Acórdão do Tribunal da Relação do Porto
Processo:
0631396
Nº Convencional: JTRP000
Relator: PELAYO GONÇALVES
Descritores: RECLAMAÇÃO
Nº do Documento: RP
Data do Acordão: 03/20/2006
Votação: .
Texto Integral: S
Privacidade: 1
Meio Processual: RECLAMAÇÃO.
Decisão: INDEFERIDA.
Indicações Eventuais: LIVRO 662 - FLS. 108.
Área Temática: .
Sumário:
Reclamações: Rec. 432
1396/06 - 3ª Sec.

No Tribunal Judicial de Penafiel, ..º Juízo, nos autos de inventário para partilha de bens em consequência de divórcio que nele pende termos sob o nº. …/02, em que é requerente B…….. e requerido C……., veio a fls. 566, em 28/3/05, a solicitadora de Execução D……. requerer a penhora da meação no património comum a partilhar do requerido C…… ordenada nos autos de execução nº. …./04, ….º Juízo, contra ele instaurada e para pagamento da quantia de 12.051,14 € - v. fls. 22 (566 dos autos principais, ordem que se seguirá nas citações seguintes).
Tal requerimento foi deferido pela Mm. Juíza ordenando a penhora da meação que venha a caber ao Requerido “ou a quantia de tornas que venha a ter direito”, com conhecimento às partes e a todos os interessados, datado de 06/10/2005 – v. fls. 23 -568.

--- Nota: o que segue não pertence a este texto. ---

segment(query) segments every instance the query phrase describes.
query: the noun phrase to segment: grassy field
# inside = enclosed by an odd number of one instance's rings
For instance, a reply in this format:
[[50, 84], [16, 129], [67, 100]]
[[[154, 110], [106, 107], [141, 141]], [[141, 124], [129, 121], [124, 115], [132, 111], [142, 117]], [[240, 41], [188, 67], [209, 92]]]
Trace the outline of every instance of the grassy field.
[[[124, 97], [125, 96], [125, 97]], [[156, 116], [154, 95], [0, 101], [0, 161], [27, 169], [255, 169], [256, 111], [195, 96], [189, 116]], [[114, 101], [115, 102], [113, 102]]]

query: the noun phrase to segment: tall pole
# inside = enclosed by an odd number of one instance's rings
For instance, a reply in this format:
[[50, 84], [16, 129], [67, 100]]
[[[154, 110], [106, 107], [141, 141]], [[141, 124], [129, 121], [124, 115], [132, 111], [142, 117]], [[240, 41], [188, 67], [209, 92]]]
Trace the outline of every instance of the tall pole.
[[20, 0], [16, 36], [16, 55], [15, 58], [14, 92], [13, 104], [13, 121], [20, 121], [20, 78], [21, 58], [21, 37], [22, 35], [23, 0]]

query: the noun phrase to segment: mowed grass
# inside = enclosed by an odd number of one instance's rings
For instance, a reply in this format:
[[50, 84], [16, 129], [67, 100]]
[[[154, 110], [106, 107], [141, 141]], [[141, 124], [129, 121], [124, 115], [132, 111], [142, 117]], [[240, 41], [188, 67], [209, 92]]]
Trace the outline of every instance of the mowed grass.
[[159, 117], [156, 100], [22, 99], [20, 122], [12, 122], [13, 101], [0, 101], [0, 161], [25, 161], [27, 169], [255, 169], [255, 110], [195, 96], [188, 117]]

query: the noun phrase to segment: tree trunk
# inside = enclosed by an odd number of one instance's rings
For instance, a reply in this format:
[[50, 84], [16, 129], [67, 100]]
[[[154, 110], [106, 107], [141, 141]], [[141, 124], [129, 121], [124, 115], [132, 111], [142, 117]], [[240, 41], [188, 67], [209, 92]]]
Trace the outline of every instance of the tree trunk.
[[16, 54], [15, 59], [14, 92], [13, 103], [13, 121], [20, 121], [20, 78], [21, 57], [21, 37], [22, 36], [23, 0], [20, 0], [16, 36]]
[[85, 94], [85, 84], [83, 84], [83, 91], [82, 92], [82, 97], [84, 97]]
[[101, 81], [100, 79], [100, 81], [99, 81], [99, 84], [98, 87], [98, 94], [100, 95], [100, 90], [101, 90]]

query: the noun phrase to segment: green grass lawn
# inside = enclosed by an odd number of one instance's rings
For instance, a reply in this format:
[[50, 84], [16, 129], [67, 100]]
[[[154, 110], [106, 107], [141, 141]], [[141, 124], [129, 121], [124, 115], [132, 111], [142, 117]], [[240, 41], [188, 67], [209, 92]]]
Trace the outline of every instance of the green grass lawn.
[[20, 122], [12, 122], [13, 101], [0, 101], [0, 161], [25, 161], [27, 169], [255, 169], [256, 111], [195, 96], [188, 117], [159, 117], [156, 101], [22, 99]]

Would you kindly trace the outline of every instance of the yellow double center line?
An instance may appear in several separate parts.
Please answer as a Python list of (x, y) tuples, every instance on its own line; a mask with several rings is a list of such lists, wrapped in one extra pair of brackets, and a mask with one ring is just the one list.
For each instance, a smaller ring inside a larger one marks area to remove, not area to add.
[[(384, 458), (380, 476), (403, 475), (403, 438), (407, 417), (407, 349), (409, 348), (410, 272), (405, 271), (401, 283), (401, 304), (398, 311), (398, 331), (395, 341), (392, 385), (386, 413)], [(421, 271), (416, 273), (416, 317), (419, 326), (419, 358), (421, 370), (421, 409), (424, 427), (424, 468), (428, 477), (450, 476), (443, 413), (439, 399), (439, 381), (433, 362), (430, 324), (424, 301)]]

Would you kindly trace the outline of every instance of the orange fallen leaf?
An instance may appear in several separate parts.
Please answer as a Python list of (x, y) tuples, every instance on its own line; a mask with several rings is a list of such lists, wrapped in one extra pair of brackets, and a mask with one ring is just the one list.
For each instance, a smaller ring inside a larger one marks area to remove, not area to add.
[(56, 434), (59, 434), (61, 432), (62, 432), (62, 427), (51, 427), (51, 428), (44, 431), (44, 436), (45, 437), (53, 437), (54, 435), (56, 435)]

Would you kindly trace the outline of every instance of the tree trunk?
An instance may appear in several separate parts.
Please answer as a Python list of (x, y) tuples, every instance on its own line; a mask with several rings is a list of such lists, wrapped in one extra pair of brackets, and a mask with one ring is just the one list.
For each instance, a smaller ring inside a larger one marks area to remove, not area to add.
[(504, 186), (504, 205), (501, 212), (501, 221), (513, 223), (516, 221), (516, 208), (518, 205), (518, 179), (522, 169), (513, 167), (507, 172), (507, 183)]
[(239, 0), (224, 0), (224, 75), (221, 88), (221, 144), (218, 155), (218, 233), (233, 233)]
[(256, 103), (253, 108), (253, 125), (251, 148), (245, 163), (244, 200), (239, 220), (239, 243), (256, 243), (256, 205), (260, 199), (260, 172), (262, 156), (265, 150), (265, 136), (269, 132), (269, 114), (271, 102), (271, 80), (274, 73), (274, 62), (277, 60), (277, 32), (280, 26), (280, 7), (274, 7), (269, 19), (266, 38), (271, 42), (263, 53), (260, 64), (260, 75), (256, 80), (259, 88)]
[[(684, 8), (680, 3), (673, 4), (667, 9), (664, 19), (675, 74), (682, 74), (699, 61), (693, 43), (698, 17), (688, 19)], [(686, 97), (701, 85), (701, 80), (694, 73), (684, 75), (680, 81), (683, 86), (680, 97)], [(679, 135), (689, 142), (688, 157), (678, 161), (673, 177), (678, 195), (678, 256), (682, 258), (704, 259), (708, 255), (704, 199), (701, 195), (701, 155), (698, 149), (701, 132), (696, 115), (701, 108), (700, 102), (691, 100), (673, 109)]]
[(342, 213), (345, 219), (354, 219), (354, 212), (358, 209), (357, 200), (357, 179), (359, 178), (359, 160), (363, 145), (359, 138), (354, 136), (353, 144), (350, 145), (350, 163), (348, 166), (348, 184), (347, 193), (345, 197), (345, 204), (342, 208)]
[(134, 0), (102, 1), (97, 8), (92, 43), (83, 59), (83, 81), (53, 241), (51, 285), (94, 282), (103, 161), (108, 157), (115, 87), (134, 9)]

Notificado desta decisão, veio o requerido C……. requerer que fosse indeferido o pedido de penhora da sua meação e substituído o despacho que a ordenou, nos termos e com os fundamentos que exarou no respectivo requerimento datado de 28/10/05 – v. fls. 24 e 25 – 621 e 622.

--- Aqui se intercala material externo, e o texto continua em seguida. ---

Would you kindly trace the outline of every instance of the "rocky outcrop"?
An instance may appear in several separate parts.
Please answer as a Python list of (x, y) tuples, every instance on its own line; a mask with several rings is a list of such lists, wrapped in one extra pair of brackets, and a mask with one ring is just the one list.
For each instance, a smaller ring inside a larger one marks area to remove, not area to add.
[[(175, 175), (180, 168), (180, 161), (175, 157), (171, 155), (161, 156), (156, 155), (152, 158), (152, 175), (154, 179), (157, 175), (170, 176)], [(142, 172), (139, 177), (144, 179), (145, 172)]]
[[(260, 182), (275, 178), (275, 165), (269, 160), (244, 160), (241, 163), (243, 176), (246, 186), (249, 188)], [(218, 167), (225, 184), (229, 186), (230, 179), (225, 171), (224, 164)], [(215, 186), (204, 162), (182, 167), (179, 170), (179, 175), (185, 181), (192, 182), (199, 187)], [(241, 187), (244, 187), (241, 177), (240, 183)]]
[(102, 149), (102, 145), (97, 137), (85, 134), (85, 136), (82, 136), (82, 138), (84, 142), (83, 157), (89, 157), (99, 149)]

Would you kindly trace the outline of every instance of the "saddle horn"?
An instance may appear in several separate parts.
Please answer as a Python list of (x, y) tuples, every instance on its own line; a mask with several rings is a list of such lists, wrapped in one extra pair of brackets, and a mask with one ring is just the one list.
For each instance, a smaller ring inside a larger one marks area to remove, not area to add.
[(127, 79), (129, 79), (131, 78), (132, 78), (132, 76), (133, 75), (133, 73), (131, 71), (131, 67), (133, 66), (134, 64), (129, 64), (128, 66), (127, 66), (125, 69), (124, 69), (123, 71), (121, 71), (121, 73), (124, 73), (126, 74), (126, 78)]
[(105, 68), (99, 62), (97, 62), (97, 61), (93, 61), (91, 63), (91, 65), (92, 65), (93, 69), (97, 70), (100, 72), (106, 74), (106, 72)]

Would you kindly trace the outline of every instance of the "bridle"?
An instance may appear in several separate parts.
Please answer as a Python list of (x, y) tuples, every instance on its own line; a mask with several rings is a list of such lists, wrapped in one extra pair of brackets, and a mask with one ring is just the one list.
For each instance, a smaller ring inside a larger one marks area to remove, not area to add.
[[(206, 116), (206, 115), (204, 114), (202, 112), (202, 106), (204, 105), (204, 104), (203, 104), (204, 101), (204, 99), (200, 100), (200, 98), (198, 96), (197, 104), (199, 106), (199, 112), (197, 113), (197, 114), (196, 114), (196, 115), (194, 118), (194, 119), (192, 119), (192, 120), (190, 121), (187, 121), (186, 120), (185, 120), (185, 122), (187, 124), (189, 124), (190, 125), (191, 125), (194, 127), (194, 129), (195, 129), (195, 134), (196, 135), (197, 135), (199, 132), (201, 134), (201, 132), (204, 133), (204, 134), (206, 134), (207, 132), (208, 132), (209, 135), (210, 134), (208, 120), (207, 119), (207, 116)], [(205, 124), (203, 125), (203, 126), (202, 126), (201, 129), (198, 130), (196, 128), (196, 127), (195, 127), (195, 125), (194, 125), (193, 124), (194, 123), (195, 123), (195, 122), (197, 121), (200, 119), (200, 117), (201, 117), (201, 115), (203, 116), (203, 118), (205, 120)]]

Tal requerimento foi indeferido, designadamente, por não competir no inventário para reparação de meações para se decidir das dívidas do cabeça de casal, no qual se concretiza a penhora ordenada em outros autos – v. fls. 26-625.
Destes despachos, de fls. 568 e 625, veio o cabeça de casal e requerido C……. a interpor recurso que, no entender dele, deveria ser processado como de agravo, com subida diferida, nos próprios autos e com efeito devolutivo – fls. 27, 28 e 29 – 634, 665 e 666.

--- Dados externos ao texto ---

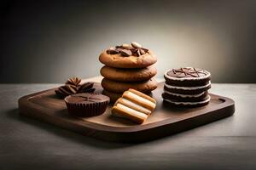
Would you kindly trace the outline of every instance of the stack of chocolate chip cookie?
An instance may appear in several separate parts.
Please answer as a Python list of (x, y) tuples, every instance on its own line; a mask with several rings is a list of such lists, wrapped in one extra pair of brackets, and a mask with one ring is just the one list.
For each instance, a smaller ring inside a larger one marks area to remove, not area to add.
[(210, 101), (210, 72), (198, 68), (172, 69), (165, 73), (162, 97), (166, 104), (178, 106), (202, 106)]
[(101, 69), (101, 75), (104, 76), (102, 81), (103, 94), (112, 102), (129, 88), (148, 94), (157, 88), (153, 77), (156, 69), (152, 65), (156, 57), (137, 42), (110, 48), (101, 54), (99, 60), (105, 65)]

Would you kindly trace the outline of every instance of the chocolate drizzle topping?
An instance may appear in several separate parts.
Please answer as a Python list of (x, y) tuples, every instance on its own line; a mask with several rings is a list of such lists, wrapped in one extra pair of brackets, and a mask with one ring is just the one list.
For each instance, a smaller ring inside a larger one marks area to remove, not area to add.
[(202, 69), (194, 67), (184, 67), (180, 69), (172, 69), (167, 73), (168, 76), (175, 77), (201, 77), (207, 76), (208, 73)]
[(120, 54), (123, 57), (129, 57), (131, 55), (139, 57), (145, 54), (148, 54), (148, 49), (143, 48), (143, 46), (136, 42), (132, 42), (130, 44), (124, 43), (122, 45), (117, 45), (115, 48), (109, 48), (107, 49), (108, 54)]

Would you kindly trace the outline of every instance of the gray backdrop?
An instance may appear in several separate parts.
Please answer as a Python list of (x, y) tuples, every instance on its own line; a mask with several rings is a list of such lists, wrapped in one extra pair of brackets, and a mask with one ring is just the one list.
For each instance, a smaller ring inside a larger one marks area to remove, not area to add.
[(157, 76), (205, 68), (214, 82), (256, 82), (256, 1), (6, 1), (0, 82), (63, 82), (99, 75), (106, 48), (137, 41)]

A Mm. Juíza não admitiu o recurso do despacho de fls. 568 por ser extemporâneo, por ter transitado em julgado em 24/10/2005 mas admitiu o recurso do despacho de fls. 625, embora com dúvidas e à cautela, como de agravo, a subir com o primeiro recurso que haja de subir e com efeito meramente devolutivo – v. f. 31-637.
Veio o cabeça de casal C……. a apresentar as suas alegações do recurso que foi recebido e a deduzir reclamação, ao abrigo do disposto no art. 688º do CPC, do que não o foi – v. fls. 34-704 e 39-6…
Anteriormente, a Mm Juíza não recebeu o recurso do despacho que rejeitara o recurso interposto do despacho que o julgou intempestivo por dela apenas poder caber reclamação – v. fls. 40 – 672.
No seguimento, nos termos do nº.5 do citado art. 688º, veio o recorrente C…… deduzir nova reclamação para o Presidente do Tribunal da Relação da área do não recebimento do seu recurso do despacho que o rejeitara por extemporâneo como atrás foi referido.
Tal reclamação foi admitida e o Reclamante dirigiu-nos alegações a expor as razões que justificam o recebimento desse recurso nos quais terminou com as seguintes conclusões:
“O recurso interposto a fls. 664 dos autos, deveria ter seguido, sob forma de reclamação, os trâmites previstos no art. 688º nº.1 e seguintes do CPC;
Pelo que o despacho proferido a fls. 672 dos autos, de não admissão de tal recurso por inadmissibilidade legal, contraria o estabelecido no nº.5 do artigo 688º do CPC.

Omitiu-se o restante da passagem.